The worst fears have come true about problems in coal availability developing into a full-blown energy crisis. Like most parts of the country sizzle in heatwave conditions, there is an unprecedented drawdown on available power, leaving gaping gaps in supply. Some states are going through power cuts of up to 8 hours and the coal situation with the majority of power plants is precarious. The Delhi power minister raised an alarm that the capital power plants are left with only one day’s requirement of coal. The government has mounted a crash program to replenish supplies and the railways have cancelled over 750 train trips to facilitate coal movement. But with supplies leaving a big gap in terms of requirements, the crisis is all set to continue. Inventories with the power plants at the beginning of this year were just enough for nine days, as opposed to a federally-recommended 24 days. This was stated to be the lowest since 2014 and instead of registering an improvement, the situation has progressively deteriorated, thanks to both domestic as well as international developments. Last year’s excessive rainfall, particularly in the states of coal-producing states such as Jharkhand, Odisha, West Bengal, Bihar, Chhattisgarh, Telangana, and Madhya Pradesh, hit production significantly, leading to lower supplies from Coal India, which provides the bulk of the power plant requirements.
India is among the victims of Putin’s weaponisation of energy, although not to the extent that some of the other countries, particularly European, have been subjected to. The weaponisation has altered the basic structure of the global energy complex, with the existing order in terms of prices, transactions, demand-supply as well as energy geopolitics having undergone radical shifts. The Russian invasion of Ukraine has upset all calculations relating to energy, whether oil, gas, or coal. There are at least 12 power plants in India that run exclusively on imported coal and all of these are starved of the coal to power their generators, which is also contributing to the current power crisis. India is not enforcing the west-called sanctions against Russia, but that is no consolation as international coal prices are at their historical highs. The European and western embargo against Russia has meant placing a premium on coal from other sources. India imports its coal mostly from Indonesia, Australia, and South Africa, but with European consumers scouting around for new sources, the demand-supply equations have changed, putting further pressure on prices.

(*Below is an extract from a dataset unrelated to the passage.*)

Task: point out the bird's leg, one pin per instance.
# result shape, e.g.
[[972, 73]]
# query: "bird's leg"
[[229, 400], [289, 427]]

Indian coal imports have come down drastically ever since the price realisation for the commodity has spiked.
The EU ban comes at a time when the international coal market is already very tight. This has been accompanied by a surge in coal demand in Asia, as countries try to minimise imports of expensive natural gas, sending prices soaring further. New benchmark trades have occurred at more than USD 400 a tonne, as against a mere USD 70 per tonne that prevailed one year ago. Western nations are hoping that Russia’s overdependence on fossil fuel revenues will hold Putin back from some of his desperate actions, including a planned insistence on rouble payments for gas supplies. Both sides are looking for workarounds so that supplies could be maintained without either side needing to make compromises on their respective political positions.